Since Serverless Inference is powered by AWS Lambda and AWS Lambda doesn’t have GPU support yet Serverless Inference won’t have it as well. And i assume it will get GPU support when AWS Lambda has GPU support.
GPUs for inference are only relevant when there are parallelism opportunities, i.e. an inference request requires lots of computations. I often find CPUs sufficient for simpler workloads.
In the end the respoonse time will depend on many different factors, such as model size, payload, additional pre/postprocessing, etc. I have deployed a small BERT model for sentiment classification on a serverless endpoint and response times are ~200-300 ms (including passing the request through an API):
Thank you for response @philschmid .The trick will be helpful when deploying.

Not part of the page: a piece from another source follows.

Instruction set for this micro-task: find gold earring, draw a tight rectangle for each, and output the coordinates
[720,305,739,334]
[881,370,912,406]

Thank you for the test @marshmellow77. The model I am using is large so I guess I will attempt to deploy an ONNX model to bring inference to below 1 second. Is your classifier based on DistilBERT?

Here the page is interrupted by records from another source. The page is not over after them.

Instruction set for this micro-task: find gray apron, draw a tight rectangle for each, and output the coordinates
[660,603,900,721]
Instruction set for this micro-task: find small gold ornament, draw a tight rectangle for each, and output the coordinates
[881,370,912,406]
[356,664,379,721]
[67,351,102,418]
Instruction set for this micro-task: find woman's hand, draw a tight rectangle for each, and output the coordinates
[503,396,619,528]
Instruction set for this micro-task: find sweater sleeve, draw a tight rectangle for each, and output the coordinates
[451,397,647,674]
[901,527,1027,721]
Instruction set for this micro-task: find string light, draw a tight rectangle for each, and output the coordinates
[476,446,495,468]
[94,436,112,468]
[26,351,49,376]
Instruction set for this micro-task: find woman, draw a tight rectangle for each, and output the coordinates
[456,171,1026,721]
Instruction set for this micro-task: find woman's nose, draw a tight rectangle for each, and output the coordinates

I just setup a serverless endpoint for conversational AI using facebook/blenderbot-400M-distill.
I still receive this error on cloudwatch and the API call times out. It does eventually return a response but will return this error a few times before that happens.
I set up this endpoint using your cdk, sagemaker-serverless-huggingface-endpoint.
Do you know if there is something I can change in the setup which will prevent this from happening?
This is the error message from cloudwatch:
2022-10-17T06:02:34,139 [WARN ] W-9000-facebook__blenderbot-400M-stderr com.amazonaws.ml.mms.wlm.WorkerLifeCycle - python: can’t open file ‘/usr/local/bin/deep_learning_container.py’: [Errno 13] Permission denied
Sometimes after 2-4 attempts the model works and returns a response. As long as you interact with it consistently, it continues to work, and the above error does not occur again.
Edit:
I’ve just seen you mentioned transformers_version 4.17 and the CDK used 4.12.3. So I think it will get fixed by reinstalling it using LATEST_TRANSFORMERS_VERSION = “4.17.0” in config.py?
I’ve just seen you mentioned transformers_version 4.17 and the CDK used 4.12.3. So I think it will get fixed by reinstalling it using LATEST_TRANSFORMERS_VERSION = “4.17.0” in config.py?
I used this CDK with the changes to the versions in the config file. I also had to make some changes to IAM permissions during the installation to get it to complete.